Monday, July 12, 2010

Margaret Mead and successful persistence

1. Veteran White House correspondent Helen Thomas answered an innocuous question in a blatantly anti-semitic, anti-Israel manner [1]. Soon after, she resigned; and retired [2].

2. Yahoo displayed separate weather homepages for West and East Jerusalem [3], thus assigning the weather a gratuitously political significance. Soon after, it reverted to a single Jerusalem weather homepage [4].

3. CNN’s Senior Editor of Mideast Affairs Octavia Nasr publicly professed her respect for the recently dead Lebanese Grand Ayatollah Mohammed Hussein Fadlallah – an extremist sheikh and the spiritual father of Hizbollah [5]. Soon after, CNN sacked Nasr [6].

4. British Ambassador to Lebanon Frances Guy blogged her adultation for Fadlallah, on the official Foreign Office blog [7]. Soon after, Guy replaced the said blog post by one professing trenchant contrition [8].

5. The Daily Telegraph used a January 2009 photo to illustrate a story about mid June 2010 Gaza.

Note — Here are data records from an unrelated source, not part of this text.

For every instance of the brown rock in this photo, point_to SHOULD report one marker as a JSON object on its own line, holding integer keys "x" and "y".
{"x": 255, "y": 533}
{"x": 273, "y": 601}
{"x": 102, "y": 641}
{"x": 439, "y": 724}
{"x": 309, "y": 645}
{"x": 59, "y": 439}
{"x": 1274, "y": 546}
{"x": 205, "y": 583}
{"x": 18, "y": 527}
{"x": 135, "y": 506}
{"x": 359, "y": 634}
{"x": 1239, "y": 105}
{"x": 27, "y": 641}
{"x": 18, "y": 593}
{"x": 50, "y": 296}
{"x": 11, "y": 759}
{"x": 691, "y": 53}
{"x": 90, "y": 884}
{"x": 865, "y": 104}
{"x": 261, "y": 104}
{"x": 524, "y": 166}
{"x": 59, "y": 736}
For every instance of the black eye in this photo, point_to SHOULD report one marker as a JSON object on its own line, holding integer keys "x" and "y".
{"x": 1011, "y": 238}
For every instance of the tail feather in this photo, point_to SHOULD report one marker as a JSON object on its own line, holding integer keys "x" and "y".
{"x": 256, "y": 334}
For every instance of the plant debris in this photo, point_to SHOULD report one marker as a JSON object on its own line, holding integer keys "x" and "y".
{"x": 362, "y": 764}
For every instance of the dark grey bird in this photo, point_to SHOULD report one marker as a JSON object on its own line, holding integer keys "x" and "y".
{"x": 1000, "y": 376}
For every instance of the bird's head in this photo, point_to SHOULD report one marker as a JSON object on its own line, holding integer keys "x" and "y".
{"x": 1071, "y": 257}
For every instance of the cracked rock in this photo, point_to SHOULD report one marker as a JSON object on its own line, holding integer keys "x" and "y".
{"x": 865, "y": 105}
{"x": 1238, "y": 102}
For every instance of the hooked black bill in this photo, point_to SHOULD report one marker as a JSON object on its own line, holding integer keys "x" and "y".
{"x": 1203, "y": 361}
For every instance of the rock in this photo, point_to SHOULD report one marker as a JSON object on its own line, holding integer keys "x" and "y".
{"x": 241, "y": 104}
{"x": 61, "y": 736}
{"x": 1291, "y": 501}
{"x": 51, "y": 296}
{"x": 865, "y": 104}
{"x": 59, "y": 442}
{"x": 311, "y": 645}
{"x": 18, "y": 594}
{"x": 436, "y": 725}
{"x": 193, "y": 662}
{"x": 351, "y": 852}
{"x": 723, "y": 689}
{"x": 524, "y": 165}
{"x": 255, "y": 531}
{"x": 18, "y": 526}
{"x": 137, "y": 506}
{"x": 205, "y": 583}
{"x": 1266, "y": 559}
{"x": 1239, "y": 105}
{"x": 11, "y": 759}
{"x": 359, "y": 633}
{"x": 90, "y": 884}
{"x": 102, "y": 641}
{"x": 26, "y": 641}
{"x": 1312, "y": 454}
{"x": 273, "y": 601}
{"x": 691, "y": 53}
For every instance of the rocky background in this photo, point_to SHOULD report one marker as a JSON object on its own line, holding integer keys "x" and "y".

Soon after, it replaced it with a recent photo [9].

Margaret Mead (1901-78) (pictured) was an America cultural anthropologist [10]. She was responsible for several memorable quotations [11, 12]. Perhaps the most famous one is ‘Never doubt that a small group of thoughtful, committed citizens can change the world. Indeed, it is the only thing that ever has’. How true. When the odds appear overwhelming, a few people acting persistently to change what they believe is unjust and wrong, can achieve the seemingly unachievable.

1 comment:

Chris Burrows said...

Excellent quote and one I use quite a bit,glad to see that these reversals are happening.